Se permettant d'avoir un avis sur tout - mais rarement le bon - le président de Lausanne-Sport la ramène à gauche et à droite. Il se prend pour le Jean-Michel Aulas du football suisse, mais n'en a ni la gouaille ni le palmarès. Dans l'analyse, sa crédibilité est au niveau zéro.

Après avoir tiré à boulets rouges sur les investisseurs étrangers, «JFC», en bon Cocol(l)et qu'il est, s'est trouvé une nouvelle cible, ce matin dans les colonnes du journal dominical. Celle-ci se nomme Michel Pont.

Certainement irrité de voir qu'un Genevois s'est montré actif pour sauver Servette alors que son LS n'intéresse que deux pelés et trois tondus dans la cité vaudoise, le patron de la Pontaise estime que l'adjoint d'Ottmar Hitzfeld devra faire un choix entre sa fonction avec l'équipe de Suisse et celle qu'il occupe désormais dans les coulisses du club grenat.

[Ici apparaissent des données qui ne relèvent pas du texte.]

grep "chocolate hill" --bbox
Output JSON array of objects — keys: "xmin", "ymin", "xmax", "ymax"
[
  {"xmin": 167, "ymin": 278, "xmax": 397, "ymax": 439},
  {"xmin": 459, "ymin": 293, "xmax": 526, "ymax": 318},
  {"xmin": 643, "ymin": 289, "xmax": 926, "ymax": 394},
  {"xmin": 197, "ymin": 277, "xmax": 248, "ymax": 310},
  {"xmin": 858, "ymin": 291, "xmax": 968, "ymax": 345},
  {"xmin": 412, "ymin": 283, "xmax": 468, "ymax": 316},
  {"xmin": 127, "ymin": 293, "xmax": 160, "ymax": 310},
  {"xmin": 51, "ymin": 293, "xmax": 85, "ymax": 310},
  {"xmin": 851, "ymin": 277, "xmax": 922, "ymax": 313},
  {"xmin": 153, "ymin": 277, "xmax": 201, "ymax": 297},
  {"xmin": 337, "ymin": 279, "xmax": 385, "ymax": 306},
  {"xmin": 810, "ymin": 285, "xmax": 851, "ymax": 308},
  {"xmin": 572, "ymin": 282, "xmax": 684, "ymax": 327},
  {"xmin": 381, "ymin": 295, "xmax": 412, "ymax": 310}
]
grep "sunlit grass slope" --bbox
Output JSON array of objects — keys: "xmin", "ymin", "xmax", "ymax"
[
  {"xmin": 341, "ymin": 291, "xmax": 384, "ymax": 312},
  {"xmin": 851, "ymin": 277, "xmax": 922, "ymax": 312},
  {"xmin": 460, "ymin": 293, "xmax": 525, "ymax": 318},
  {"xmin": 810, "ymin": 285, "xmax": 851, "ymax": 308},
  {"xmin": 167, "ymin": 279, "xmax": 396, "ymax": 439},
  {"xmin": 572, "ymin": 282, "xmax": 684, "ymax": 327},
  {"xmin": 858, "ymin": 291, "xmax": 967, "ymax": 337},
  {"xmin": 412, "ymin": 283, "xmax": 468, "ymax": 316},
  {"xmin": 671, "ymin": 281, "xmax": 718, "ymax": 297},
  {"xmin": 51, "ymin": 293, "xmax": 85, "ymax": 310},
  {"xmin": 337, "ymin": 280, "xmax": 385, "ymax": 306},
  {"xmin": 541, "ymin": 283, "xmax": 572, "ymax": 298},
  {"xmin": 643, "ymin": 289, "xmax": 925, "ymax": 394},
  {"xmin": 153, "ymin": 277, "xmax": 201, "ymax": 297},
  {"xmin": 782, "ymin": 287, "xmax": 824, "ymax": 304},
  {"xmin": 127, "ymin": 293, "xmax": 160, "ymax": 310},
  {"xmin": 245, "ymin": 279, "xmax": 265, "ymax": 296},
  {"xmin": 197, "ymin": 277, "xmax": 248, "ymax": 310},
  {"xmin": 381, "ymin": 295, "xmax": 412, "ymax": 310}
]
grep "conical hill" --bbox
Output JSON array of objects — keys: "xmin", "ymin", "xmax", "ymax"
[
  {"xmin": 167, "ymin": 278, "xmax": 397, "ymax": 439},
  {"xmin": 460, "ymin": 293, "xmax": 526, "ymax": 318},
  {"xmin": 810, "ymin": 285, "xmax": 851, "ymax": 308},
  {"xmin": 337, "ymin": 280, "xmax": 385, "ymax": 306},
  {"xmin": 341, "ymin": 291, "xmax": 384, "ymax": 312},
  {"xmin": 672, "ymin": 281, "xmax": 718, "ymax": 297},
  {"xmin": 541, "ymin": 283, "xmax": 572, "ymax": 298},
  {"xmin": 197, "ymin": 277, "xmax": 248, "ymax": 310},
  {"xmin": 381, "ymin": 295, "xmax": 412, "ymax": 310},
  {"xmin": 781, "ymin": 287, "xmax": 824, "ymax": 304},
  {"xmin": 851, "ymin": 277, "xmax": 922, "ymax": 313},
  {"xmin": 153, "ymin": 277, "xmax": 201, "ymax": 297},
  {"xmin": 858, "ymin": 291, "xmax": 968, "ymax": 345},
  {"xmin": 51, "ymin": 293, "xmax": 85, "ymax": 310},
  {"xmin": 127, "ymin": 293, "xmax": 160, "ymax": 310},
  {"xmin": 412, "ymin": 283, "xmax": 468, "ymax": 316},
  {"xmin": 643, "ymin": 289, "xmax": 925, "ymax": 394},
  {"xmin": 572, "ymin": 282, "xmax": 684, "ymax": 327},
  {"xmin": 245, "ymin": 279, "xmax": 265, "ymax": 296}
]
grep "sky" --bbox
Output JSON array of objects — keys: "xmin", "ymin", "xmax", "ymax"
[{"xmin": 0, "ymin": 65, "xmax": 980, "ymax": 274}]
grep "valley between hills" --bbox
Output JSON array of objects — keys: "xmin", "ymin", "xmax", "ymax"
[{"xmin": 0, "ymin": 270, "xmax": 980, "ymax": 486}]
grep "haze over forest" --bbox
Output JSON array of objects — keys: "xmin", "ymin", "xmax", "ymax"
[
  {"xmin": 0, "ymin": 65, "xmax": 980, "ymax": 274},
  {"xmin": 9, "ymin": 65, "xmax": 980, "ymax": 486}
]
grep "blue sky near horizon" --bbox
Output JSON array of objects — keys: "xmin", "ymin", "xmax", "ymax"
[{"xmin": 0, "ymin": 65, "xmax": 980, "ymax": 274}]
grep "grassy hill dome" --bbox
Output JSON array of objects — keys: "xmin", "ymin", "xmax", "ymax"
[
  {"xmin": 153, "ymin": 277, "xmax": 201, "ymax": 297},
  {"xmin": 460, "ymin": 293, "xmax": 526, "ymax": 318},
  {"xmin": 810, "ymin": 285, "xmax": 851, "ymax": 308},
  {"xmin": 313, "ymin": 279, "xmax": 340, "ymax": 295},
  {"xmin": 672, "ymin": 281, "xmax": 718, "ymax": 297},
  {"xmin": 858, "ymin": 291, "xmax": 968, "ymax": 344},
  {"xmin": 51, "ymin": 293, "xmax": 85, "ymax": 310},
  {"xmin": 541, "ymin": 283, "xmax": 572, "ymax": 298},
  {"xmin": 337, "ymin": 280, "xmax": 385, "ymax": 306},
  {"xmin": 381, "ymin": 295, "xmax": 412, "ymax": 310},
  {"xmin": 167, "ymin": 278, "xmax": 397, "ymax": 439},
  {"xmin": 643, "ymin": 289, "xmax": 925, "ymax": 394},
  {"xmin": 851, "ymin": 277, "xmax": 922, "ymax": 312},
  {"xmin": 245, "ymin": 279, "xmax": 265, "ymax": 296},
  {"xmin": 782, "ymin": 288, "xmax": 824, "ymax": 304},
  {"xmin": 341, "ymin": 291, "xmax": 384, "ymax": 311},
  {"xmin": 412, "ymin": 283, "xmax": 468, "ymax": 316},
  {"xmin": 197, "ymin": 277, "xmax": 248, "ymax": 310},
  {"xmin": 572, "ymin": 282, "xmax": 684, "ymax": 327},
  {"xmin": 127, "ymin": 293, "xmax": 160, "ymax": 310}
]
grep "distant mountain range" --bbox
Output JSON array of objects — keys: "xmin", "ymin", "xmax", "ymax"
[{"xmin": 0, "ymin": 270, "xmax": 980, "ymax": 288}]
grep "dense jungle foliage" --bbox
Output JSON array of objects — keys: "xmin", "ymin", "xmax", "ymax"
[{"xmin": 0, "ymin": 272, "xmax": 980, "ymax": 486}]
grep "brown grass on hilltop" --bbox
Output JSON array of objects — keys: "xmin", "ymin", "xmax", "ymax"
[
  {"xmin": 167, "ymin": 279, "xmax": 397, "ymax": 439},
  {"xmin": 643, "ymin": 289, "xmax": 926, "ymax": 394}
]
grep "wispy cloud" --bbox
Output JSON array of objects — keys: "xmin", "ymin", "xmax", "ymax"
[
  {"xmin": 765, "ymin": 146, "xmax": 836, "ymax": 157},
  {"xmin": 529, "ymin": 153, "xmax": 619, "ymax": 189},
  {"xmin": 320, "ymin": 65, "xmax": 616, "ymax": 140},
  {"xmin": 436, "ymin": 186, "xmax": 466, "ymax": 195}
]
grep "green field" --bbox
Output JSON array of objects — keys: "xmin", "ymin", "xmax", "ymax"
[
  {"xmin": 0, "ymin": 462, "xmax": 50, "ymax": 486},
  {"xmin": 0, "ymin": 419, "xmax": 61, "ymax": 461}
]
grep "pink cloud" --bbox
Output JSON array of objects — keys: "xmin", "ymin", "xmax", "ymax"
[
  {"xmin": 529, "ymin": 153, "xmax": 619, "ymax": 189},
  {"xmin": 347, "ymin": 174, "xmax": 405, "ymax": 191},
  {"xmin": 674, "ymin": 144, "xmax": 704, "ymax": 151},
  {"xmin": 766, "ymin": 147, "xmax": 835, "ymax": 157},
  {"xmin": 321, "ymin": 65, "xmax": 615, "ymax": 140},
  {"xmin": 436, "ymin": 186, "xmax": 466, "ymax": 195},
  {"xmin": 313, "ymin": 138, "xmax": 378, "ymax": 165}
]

Empruntant les pas de Christian Constantin - lequel réclame carrément la démission de Pont! -, Collet laisse entendre que le Genevois devra tout prochainement quitter l'un des deux bateaux. Avant de l'annoncer dans Le Matin, l'intéressé ferait mieux de se remettre lui aussi en question. Egalement actif dans le monde du tennis par le biais de sa société GrandChelem Management, le Vaudois devrait en effet faire pareil en se débarrassant de l'une de ses deux casquettes.

Son apport a certainement plus de poids dans le milieu de la petite balle jaune que sur les vertes pelouses. Le tournoi de Gstaad a besoin de lui. Alors que le LS, de son côté, est davantage à la recherche de vrais joueurs de foot. Qui parleraient avec le ballon, plutôt que pour ne rien dire...

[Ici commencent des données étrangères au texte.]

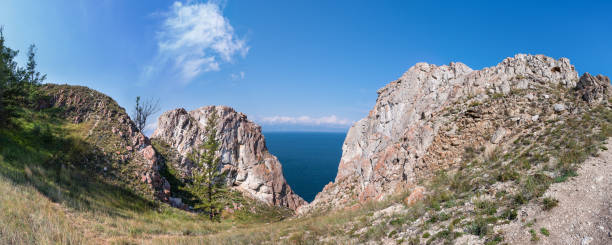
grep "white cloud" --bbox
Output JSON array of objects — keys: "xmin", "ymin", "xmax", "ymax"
[
  {"xmin": 261, "ymin": 115, "xmax": 354, "ymax": 126},
  {"xmin": 148, "ymin": 1, "xmax": 249, "ymax": 83},
  {"xmin": 230, "ymin": 71, "xmax": 244, "ymax": 80}
]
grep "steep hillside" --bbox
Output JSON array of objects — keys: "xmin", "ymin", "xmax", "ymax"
[
  {"xmin": 152, "ymin": 106, "xmax": 306, "ymax": 210},
  {"xmin": 40, "ymin": 84, "xmax": 170, "ymax": 201},
  {"xmin": 302, "ymin": 55, "xmax": 586, "ymax": 212}
]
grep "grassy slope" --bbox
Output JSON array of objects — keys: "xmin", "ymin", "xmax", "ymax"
[
  {"xmin": 0, "ymin": 104, "xmax": 290, "ymax": 244},
  {"xmin": 0, "ymin": 85, "xmax": 612, "ymax": 244}
]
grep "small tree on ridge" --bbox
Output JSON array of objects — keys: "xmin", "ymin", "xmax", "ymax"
[{"xmin": 187, "ymin": 112, "xmax": 227, "ymax": 221}]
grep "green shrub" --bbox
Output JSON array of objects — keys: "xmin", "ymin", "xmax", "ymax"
[{"xmin": 542, "ymin": 197, "xmax": 559, "ymax": 211}]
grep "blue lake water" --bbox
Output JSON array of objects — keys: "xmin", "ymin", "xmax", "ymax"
[{"xmin": 264, "ymin": 132, "xmax": 346, "ymax": 202}]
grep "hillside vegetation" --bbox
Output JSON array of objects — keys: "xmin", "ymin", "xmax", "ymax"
[{"xmin": 0, "ymin": 31, "xmax": 612, "ymax": 244}]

Car, quand on lit encore que Cocollet prône l'idée de ne voir qu'un seul club romand, on a définitivement peur pour sa santé mentale...

07/08/2011

Inarrêtable Servette?

Quatre matches, sept points. Hormis ses dix premières minutes de la saison contre le FC Thoune, Servette a donc pleinement réussi son entame de championnat. Si ses errements de la première journée lui ont coûté très cher (défaite 1-2), ils ont en revanche eu le mérite de faire prendre conscience au groupe genevois de ses énormes qualités. Oui, les néopromus ont leur place en Super League. Une victoire à Zurich (2-3) dans des circonstances difficiles - n’étaient-ils pas menés 2-0 à l’heure de jeu? - un nul sur le terrain des Young Boys (1-1) et une victoire éclatante sur Lausanne (4-2) hier après-midi l’ont prouvé: ces Grenat, qui visent d’abord le maintien, ont l’étoffe pour faire encore mieux. Ce n’est pas s’enflammer que de l’affirmer.

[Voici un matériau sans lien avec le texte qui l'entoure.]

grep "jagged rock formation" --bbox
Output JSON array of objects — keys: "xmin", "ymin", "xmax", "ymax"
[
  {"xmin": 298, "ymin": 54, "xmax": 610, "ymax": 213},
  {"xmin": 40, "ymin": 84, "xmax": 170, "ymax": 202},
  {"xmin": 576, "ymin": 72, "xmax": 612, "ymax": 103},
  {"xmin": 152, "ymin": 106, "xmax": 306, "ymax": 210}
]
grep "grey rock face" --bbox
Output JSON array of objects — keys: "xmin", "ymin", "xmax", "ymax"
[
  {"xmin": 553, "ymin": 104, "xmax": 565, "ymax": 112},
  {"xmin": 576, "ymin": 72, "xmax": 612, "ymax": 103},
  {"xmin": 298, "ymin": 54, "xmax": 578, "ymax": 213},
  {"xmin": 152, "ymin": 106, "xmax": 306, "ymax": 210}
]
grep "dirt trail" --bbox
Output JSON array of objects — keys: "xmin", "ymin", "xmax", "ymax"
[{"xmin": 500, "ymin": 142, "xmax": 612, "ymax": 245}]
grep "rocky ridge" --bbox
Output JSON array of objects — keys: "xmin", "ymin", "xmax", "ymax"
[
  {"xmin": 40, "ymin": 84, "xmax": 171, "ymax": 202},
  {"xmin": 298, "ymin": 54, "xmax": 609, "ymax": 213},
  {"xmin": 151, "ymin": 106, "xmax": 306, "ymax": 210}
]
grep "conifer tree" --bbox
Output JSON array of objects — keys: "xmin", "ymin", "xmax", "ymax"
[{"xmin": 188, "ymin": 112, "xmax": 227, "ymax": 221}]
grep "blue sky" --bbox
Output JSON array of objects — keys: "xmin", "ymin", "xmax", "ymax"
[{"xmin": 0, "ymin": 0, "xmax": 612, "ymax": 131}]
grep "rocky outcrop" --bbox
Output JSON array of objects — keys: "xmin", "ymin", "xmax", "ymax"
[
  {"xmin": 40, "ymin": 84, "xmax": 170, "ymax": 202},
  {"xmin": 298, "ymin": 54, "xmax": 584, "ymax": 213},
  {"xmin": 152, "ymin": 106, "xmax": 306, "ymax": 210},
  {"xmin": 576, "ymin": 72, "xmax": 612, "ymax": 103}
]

Les méthodes de Joao Alves ont ça de bon qu’elles parviennent à transcender tout un groupe. Le «père tranquille» portugais est un véritable sorcier. Ses hommes font corps avec lui et c’est tout un club qui poursuit sa renaissance. Des "anonymes" - Baumann, Karanovic, Routis - explosent à la face du foot suisse. En démonstration dans le derby lémanique, les Genevois ont mis en avant leurs qualités techniques et leurs qualités physiques. Au bout d’une heure de jeu, leur adversaire lausannois était étouffé. A l’avenir, il suffira de gommer les imperfections défensives pour que ce SFC se fixe dans la première partie de tableau. Un but comme celui encaissé sur le 3-2 aura d'autres conséquences face à une équipe plus solide que ne l'est le LS.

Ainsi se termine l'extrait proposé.